Why You Shouldn’t Have a Long-Term Business Plan


COVID-19 is the simplest example of the inefficiency of traditional planning. Did your business plan include a global pandemic? Does anyone have? Of course not! But we all faced it, quickly made adjustments and even found ways to drastically improve our “business as usual” – even if dramatic changes across the world weren’t included in a five-year plan. sole entrepreneur.

When the virus hit, every long-term plan was thrown away, and we all became stronger leaders because we couldn’t rely on a predetermined plan to deal with this challenge. Instead, this “crisis opportunity” compelled us to provide courageous leadership through it. And above all, we have all become more dependent on our main mission for the future rather than relying on our carefully laid plans.

The jarring and rapid adjustments we’ve made during COVID-19 have been a forced push toward what I’ve defined as opportunity leadership. It is a model of leadership that for me as a Christian begins and ends with total trust in God for direction. It allows future destinations to be ordained by the hand of God and loosens our iron grip on the wheel of control. When we adopt it, we no longer need to manipulate our efforts and circumstances to design results that force us to reach predetermined destinations.

Opportunity leadership is grounded in the expectation of development opportunities that mesh seamlessly with our mission, gifts, and abilities, propelling us to meaningful destinations. As a result, we become leaders who hone the traits that allow us to create an organizational culture that responds to new opportunities with speed, skill, and energy.

The metaphor of a motorboat versus a sailboat paints a picture illuminating the dramatic difference between traditional long-range planning and opportunity leadership. As leaders, we have a fundamental choice to make – and while the answer is easy, the implementation is difficult:

Would we rather try to achieve an ambitious set of goals by accelerating the engines of our organizational powerboats to create the best programs, structures, benchmarks and future that our well-informed collective thinking can imagine?


Would we rather find our destination in sailboats, prepared and equipped to catch God’s wind to go only where it might take us?

While the second choice is clearly our desire, too often we plan, work, and lead as if our direction is totally dependent on how much power we can generate and on the best path we can envision. We can be proud when our motorboats are big, well-built, and polished, but even a poorly designed, worn-out little sailboat will outrun a motorboat every time, because only the sailboat can catch God’s wind.

In the spring of 2020, when your business assumptions and long-term plan were scuttled, you started innovating, moving fast, adjusting on the fly.
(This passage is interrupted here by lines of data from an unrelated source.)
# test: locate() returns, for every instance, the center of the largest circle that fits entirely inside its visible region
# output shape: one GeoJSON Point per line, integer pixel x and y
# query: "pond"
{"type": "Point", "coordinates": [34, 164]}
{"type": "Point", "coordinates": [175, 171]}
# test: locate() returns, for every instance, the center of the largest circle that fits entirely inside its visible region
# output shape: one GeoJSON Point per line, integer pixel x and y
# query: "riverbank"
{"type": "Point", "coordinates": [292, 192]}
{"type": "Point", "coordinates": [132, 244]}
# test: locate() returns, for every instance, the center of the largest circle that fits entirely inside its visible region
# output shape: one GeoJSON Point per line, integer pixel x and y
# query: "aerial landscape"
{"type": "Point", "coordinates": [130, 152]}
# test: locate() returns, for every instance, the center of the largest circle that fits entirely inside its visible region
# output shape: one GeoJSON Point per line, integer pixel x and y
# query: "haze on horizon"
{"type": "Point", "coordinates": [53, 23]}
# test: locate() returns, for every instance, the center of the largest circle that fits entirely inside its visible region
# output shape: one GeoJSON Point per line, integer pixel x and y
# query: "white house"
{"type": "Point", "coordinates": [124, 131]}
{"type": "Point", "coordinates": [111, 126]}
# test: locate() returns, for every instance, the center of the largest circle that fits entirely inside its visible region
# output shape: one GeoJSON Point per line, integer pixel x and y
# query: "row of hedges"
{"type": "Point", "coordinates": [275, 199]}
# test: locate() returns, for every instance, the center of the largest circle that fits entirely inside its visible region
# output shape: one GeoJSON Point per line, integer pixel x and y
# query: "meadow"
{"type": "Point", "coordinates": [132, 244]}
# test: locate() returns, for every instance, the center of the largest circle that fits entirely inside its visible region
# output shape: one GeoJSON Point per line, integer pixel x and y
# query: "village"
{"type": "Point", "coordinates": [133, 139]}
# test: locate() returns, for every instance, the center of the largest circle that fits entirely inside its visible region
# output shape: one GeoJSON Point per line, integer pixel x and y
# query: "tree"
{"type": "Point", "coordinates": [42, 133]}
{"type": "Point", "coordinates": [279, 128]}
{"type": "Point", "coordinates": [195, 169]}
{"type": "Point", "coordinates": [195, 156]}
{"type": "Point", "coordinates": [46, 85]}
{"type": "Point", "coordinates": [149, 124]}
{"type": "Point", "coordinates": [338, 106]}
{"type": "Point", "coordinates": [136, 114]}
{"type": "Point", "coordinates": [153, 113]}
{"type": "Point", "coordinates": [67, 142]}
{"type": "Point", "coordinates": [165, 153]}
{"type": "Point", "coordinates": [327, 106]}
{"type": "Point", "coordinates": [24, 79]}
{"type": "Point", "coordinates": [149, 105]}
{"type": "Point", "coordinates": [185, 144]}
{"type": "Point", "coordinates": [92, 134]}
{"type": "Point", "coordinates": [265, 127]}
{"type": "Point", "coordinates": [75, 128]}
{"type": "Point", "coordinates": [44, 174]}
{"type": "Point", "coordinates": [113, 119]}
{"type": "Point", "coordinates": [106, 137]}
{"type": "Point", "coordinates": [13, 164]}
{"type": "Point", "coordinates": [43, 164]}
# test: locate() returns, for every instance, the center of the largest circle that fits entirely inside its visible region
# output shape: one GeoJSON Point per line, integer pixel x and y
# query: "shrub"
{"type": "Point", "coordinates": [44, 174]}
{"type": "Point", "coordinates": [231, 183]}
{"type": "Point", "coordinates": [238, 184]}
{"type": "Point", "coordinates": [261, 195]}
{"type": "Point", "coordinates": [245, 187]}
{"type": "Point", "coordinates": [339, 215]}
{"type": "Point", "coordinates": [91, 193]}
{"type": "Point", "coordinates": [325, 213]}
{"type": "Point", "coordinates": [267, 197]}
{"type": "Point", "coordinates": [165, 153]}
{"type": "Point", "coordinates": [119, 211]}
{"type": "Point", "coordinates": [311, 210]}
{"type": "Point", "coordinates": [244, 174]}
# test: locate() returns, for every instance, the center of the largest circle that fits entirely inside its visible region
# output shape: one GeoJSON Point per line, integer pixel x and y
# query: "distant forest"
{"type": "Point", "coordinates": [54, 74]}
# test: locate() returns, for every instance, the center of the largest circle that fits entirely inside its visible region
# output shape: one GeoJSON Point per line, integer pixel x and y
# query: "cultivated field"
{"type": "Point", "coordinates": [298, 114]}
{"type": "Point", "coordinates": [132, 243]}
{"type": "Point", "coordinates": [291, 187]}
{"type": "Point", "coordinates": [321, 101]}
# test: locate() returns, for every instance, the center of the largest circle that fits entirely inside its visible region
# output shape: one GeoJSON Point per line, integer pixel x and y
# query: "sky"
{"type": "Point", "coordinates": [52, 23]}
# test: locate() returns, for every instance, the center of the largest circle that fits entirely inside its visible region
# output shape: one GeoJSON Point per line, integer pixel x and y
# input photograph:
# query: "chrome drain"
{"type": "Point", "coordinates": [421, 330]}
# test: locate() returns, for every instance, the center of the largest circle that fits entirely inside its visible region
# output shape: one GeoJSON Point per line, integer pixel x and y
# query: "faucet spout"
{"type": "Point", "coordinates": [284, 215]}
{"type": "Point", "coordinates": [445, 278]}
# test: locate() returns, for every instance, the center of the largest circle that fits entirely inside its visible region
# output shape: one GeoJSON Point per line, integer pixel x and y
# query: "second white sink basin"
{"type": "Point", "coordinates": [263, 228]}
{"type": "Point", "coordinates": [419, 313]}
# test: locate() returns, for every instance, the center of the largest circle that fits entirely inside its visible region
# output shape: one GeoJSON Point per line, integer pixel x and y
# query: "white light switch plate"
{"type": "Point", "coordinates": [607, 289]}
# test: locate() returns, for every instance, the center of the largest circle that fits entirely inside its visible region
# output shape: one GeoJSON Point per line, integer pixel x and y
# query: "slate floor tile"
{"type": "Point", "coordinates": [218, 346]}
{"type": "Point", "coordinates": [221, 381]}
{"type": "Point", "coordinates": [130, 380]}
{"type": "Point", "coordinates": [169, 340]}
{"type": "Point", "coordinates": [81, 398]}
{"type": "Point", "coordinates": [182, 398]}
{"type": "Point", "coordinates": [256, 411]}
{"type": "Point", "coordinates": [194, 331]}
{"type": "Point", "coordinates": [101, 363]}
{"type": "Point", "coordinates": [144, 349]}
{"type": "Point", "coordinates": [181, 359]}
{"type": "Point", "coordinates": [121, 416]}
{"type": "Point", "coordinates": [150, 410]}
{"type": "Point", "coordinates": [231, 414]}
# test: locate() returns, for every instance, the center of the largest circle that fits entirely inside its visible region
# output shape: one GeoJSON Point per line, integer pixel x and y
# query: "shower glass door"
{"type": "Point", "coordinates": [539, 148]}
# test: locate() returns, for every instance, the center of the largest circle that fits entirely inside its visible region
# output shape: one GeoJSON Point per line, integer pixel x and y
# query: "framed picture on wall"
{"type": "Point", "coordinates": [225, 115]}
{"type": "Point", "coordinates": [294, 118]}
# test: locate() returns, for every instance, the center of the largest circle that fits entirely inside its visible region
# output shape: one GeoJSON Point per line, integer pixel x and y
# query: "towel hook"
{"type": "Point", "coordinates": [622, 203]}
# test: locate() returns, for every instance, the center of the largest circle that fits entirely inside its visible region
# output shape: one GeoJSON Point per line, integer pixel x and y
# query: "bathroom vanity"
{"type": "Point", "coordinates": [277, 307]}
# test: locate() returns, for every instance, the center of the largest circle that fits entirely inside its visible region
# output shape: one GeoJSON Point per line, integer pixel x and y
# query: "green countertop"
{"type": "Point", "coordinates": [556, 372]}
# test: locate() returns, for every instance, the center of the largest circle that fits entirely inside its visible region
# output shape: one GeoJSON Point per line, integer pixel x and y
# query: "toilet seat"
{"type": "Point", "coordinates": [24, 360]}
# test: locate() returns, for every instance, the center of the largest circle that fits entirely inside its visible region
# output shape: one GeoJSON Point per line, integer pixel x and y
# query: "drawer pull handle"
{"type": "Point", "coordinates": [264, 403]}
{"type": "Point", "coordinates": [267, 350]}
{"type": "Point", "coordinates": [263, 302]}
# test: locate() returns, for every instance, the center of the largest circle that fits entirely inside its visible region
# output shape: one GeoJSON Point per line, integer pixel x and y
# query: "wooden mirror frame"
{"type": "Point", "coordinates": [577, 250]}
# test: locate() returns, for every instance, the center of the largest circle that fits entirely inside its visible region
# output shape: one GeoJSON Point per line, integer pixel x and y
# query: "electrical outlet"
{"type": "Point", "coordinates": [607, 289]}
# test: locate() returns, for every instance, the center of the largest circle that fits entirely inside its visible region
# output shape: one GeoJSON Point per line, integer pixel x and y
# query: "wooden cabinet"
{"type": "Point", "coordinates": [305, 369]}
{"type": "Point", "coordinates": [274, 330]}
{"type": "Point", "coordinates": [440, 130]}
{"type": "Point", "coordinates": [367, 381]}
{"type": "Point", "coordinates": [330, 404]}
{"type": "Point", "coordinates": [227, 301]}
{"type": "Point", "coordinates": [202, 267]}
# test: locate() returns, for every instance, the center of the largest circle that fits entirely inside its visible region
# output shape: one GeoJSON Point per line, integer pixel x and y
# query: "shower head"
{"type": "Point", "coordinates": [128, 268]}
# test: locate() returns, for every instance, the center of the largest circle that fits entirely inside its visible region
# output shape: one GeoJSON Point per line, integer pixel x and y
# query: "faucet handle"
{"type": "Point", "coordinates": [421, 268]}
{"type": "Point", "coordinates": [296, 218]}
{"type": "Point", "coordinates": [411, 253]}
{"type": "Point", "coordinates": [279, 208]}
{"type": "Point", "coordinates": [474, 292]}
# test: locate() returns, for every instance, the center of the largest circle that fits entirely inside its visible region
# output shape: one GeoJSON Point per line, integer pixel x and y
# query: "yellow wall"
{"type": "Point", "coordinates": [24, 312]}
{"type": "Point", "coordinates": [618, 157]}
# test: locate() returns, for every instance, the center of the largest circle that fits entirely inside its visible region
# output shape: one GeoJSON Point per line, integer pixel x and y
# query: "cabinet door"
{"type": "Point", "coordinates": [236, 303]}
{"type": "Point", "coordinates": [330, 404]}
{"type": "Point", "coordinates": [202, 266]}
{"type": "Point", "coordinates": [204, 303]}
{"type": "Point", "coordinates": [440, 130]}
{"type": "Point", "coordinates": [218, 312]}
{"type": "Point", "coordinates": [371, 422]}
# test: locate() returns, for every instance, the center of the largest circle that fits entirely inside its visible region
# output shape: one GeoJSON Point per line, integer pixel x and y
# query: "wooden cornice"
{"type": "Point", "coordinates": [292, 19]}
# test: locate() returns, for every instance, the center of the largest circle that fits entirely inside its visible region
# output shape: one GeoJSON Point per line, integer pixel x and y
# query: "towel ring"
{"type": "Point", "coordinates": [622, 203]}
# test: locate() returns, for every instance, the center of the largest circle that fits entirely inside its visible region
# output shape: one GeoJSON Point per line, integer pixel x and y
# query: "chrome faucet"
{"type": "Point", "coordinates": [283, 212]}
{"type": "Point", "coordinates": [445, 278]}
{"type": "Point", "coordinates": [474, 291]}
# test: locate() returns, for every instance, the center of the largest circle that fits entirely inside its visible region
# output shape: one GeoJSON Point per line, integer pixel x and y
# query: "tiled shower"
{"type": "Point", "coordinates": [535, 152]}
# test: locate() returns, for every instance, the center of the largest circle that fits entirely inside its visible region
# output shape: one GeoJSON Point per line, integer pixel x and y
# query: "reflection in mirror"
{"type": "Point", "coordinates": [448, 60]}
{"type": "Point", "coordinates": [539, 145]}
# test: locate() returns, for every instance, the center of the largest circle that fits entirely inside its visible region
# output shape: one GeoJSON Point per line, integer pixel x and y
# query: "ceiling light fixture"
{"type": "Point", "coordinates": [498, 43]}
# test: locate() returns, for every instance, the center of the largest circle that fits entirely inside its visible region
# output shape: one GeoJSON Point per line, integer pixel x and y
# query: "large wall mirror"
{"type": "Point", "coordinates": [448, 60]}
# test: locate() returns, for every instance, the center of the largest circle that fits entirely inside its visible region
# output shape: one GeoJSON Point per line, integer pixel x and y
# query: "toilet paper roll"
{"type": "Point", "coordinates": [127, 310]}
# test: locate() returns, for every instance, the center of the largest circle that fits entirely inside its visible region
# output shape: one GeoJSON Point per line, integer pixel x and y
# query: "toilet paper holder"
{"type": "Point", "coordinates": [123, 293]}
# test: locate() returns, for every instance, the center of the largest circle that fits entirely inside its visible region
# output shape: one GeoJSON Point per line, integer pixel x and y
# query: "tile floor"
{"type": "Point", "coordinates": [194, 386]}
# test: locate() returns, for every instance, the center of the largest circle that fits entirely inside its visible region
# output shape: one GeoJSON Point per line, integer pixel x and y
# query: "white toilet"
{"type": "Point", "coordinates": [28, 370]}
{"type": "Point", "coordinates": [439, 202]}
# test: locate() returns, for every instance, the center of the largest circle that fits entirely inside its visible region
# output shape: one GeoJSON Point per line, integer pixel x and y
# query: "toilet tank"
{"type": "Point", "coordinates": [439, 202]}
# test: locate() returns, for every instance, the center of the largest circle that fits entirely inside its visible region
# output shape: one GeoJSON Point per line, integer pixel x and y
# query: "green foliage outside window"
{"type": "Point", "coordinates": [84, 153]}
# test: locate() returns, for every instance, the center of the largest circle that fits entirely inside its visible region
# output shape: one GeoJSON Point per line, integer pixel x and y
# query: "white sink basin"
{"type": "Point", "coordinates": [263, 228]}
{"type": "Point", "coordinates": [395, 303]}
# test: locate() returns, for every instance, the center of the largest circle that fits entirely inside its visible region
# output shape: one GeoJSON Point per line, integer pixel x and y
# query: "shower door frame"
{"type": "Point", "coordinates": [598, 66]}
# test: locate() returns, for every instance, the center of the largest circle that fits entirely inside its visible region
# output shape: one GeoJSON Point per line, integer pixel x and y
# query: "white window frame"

In doing so, you trusted God more than ever for the future and saw opportunities and solutions unfold that you never imagined.

As horrifying as the coronavirus pandemic lockdown has been, it has pushed us to a new level of speed and freed us from many assumptions that have restricted our thinking about new opportunities. Yes, retail stores and restaurants can serve customers while keeping their doors closed, churches don’t need to have in-person services to help people, and classrooms can indeed meet virtually.

Uber and Airbnb weren’t technological breakthroughs. They were the brainchild of those who looked beyond assumptions and envisioned providing the same service in ways that were free from compliance limitations. They believed that some people would be willing to drive a stranger around in their own car or let them stay in the guest room of their house.

New opportunities are not missed due to a lack of abilities, strengths or skills. They are wasted because most organizations are simply too slow to make decisions and take action. I am convinced that most would rather live in mediocrity than struggle with a speed of change that pushes them into uncertainty.

Opportunities are moving targets. You can’t freeze everything until you have all your ducks in a row to make your best call. If this is your approach, by the time you are ready, the opportunity will have passed and your slow pace will have made the decision for you.

Some leaders are inclined to shy away from opportunities that require speed, because we assume that small, under-resourced organizations can’t do what larger brand operations are tackling. We surmise that all it takes to function with speed is something we don’t have.

I would support the opposite position. Yes, larger entities have market presence and deeper pockets, but smaller companies are much more nimble and can move at a speed that larger operations cannot generate.

Small does not make us inferior. We have a lean race team with fewer segmented experts and more collaborative generalists.

Underfunding does not make us incapable. We have a bank account guided by prudent choices instead of surpluses.

The unknown does not make us ineffective. We have a deep level of service replaced by a high profile.

Convinced that we will never have their resources or reach, we envy market leaders while cowering at the speed required to seize opportunities. But don’t focus on your neighbor’s opportunities – trust that God will bring you suitable opportunities specially designed for you.

If leading without a plan got you through the worst crisis in modern history, imagine how abandoning long-term planning could boost your innovation and service when we return to normal? Your future will be the story of an overwhelming challenge turned into a surprising opportunity you never planned for.